Levin serves on the Board of Directors of ReversingLabs and advises technology companies including Dowsers, FiVerity, JigsawML, Resec, Stynt, and TeamLift.

In 2026, he founded Northstar Clarity, LLC, an AI strategy and governance advisory firm.

Levin is the author of the Substack “Lessons from a Startup Life”.

Levin founded or co-founded five companies, including Black Duck Software, where he was the founder and first CEO. He initially self-funded the company and focused on enterprise use of open source software, including code management, license compliance, and security risks.
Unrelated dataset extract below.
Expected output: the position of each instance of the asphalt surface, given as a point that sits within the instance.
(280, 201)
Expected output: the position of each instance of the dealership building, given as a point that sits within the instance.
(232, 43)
Black Duck became the de facto standard for open source security and was acquired by Synopsys in 2017.

Earlier in his career, Levin held senior management roles at Microsoft and worked as a third-party developer for the Apple Macintosh platform.

Levin holds an advanced degree in International Economics from the Collège d'Europe and a BA from the University of North Carolina at Chapel Hill, and has completed studies at Columbia University, New York University, and MIT.

He received the CEO of the Year award from the Mass Technology Leadership Council in 2007 and was named a fellow of the New England Clean Energy Foundation in 2009.